Мастера, являющиеся предшественниками Френхофера – те, к кому он апеллирует, обучая Пуссена, – могут быть классифицированы как готические живописцы, хотя они уже пишут портреты нобилей и сцены охоты, интерьеры дворцов и турниры. Готика в их художественном мировосприятии уже выступает как цельная эстетическая система, которая может быть воспринята даже и не в связи с религией. Генезис масляной живописи ранних фламандских, североевропейских мастеров иной, нежели у живописцев итальянского Возрождения. Их творчество питает иконопись, да; но не в меньшей степени на строй их живописи влияет витраж, гобелен, книжная миниатюра, скульптура и барельеф собора. Иконопись, в понимании мастеров Бургундского герцогства – это лишь фрагмент общей симфонии – а учатся они у собора. Монах, прилежно вырисовывающий буквицу в хронике Фруассара, в той же степени предшественник готической живописи Севера, как Джотто – отец живописи Кватроченто. (Было бы неточно не упомянуть некоторых итальянских мастеров раннего Кватроченто, являющих органичный синтез готической традиции и специфической итальянской эстетики. Как пример сочетания рыцарской готики с ренессансной традицией в Италии можно привести Микеле Джамбоно (Микеле Таддео ди Джованни Боно) и его исключительную картину «Святой Хрисогон» (1440, церковь Сан-Тровазо, Венеция) или, конечно же, Витторе Карпаччо, которого всякий легко найдет в венецианской Галерее Академии. В данном перечне не обойтись и без изысканного Пизанелло, работавшего, кстати сказать, в Ферраре – там же, где и Рогир ван дер Вейден. Однако общая тенденция Италии была иной – в отличие от бургундцев, они с готикой были знакомы понаслышке – да и писанием интересовались лишь в той мере, в какой священные тексты были поводом светских бесед.)

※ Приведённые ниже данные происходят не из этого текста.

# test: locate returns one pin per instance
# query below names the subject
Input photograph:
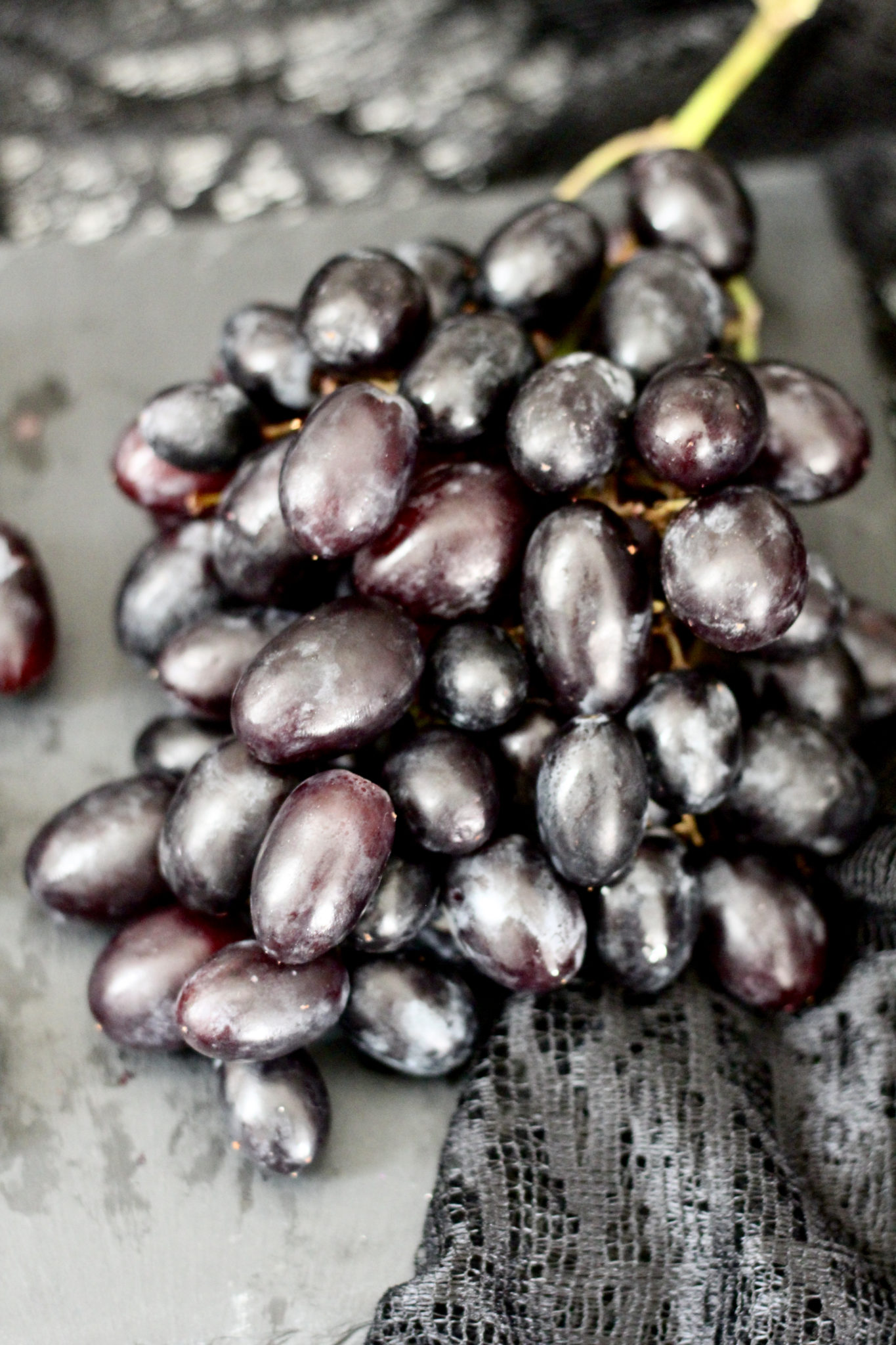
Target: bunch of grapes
(499, 657)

Сочинения отцов церкви для готических мастеров сыграли ту же роль, какую играли во Флоренции беседы с Полициано или Фичино; правда, надо отдать должное тому обстоятельству, что атмосфера Флоренции предполагала личное собеседование; маловероятно, чтобы Дирк Боутс или Рогир ван дер Вейден беседовали с отцами церкви. Они получали свое воспитание опосредованно – через жизнь собора. Витраж и миниатюра – это то, что заменяет чтение текста; пиктография господствует в европейском языке. (В скобках замечу, что сохранившаяся до наших дней склонность французской культуры к комиксам – это не что иное, как дань культуре миниатюы. «Хроника» Жана Фруассара есть не что иное, как комикс, если судить по обилию миниатюр.) Удлиненные пропорции фигур в бургундской живописи имеют прямое отношение к стрельчатой архитектуре готики.

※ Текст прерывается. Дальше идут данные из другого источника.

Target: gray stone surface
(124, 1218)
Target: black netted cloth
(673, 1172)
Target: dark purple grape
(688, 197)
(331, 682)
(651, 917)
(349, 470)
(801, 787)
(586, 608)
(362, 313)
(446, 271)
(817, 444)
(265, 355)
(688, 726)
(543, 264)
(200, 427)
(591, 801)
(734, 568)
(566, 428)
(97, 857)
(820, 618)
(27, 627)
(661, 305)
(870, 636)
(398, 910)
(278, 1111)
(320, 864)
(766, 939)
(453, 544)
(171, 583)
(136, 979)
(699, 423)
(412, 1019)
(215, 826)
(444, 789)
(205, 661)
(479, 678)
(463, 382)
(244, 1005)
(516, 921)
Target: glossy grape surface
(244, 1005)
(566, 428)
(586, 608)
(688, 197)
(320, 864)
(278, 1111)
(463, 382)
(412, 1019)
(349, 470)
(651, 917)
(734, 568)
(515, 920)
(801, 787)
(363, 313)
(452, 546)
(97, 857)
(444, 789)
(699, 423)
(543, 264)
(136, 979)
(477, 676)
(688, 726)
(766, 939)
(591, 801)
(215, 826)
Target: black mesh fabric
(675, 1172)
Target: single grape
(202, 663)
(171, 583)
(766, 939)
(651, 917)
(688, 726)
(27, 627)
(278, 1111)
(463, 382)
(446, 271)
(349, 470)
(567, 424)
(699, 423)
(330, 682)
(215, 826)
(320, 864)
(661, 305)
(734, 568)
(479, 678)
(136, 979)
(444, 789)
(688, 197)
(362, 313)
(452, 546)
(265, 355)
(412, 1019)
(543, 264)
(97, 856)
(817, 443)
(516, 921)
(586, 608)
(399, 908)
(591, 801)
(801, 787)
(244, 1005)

Пластика северян поверена архитектоникой собора и истовостью монашеского служения. Сухость черт, изможденность и бледность бургундских героев на холстах – а когда попадаешь после зала бургундской живописи в зал фламандцев, Йорданса и Рубенса, то поражаешься: это тот же Антверпен, но изображена совсем иная порода людей, жирная, пышная, розовомясая – объясняется просто. Причиной тому – религиозная эстетика; нет лучшей иллюстрации к святому Бонавентуре или Генриху Сузо, нежели живопись бургундских мастеров. Превращение боли и испытания в эстетическую категорию – существенный компонент средневековой мысли. Бонавентура однажды уподобил раны Христовы кроваво-красным цветам нашего сладостного и цветущего рая – при взгляде на красные цветы «Гентского алтаря» ван Эйка эту метафору трудно оспорить. Добавлю от себя, что Рогир ван дер Вейден всегда пишет раны Христовы как мандорлы (то есть, раскрывающиеся лепестки своего рода капсулы, в которой на небесной тверди появляется Богоматерь или сам Иисус). Пропоротые гвоздями дыры под кистью Рогира становятся совершенной формой, источают свет. Сошлюсь также на изображение солнца в рогировском Триптихе Абегга (1440-е гг.) – здесь светило встает в кроваво-красном ободе, цветом совпадающем с кровью, стекающей из ран Христовых. Красный цвет ван дер Вейдена, без сомнения, буквально коррелирует с кровью Спасителя. В Диптихе «Распятие» (1460) символика «красное = кровавое» достигает прямоты, сопоставимой с приемом Фрэнсиса Бэкона спустя четыреста лет: фигуры Распятого и Марии с Иоанном помещены на красном фоне неизвестно откуда взявшейся в пространстве красной ткани.
Фигуры же, изломанные и изможденные, на картинах бургундских мастеров свидетельствуют о том, что изображенные художниками люди – истово верующие. Бургундские живописцы писали не просто фигуры – они писали плоть, прошедшую испытания, умерщвленную плоть. Здесь иная анатомия, нежели у героев Рубенса, это даже иной человеческий тип.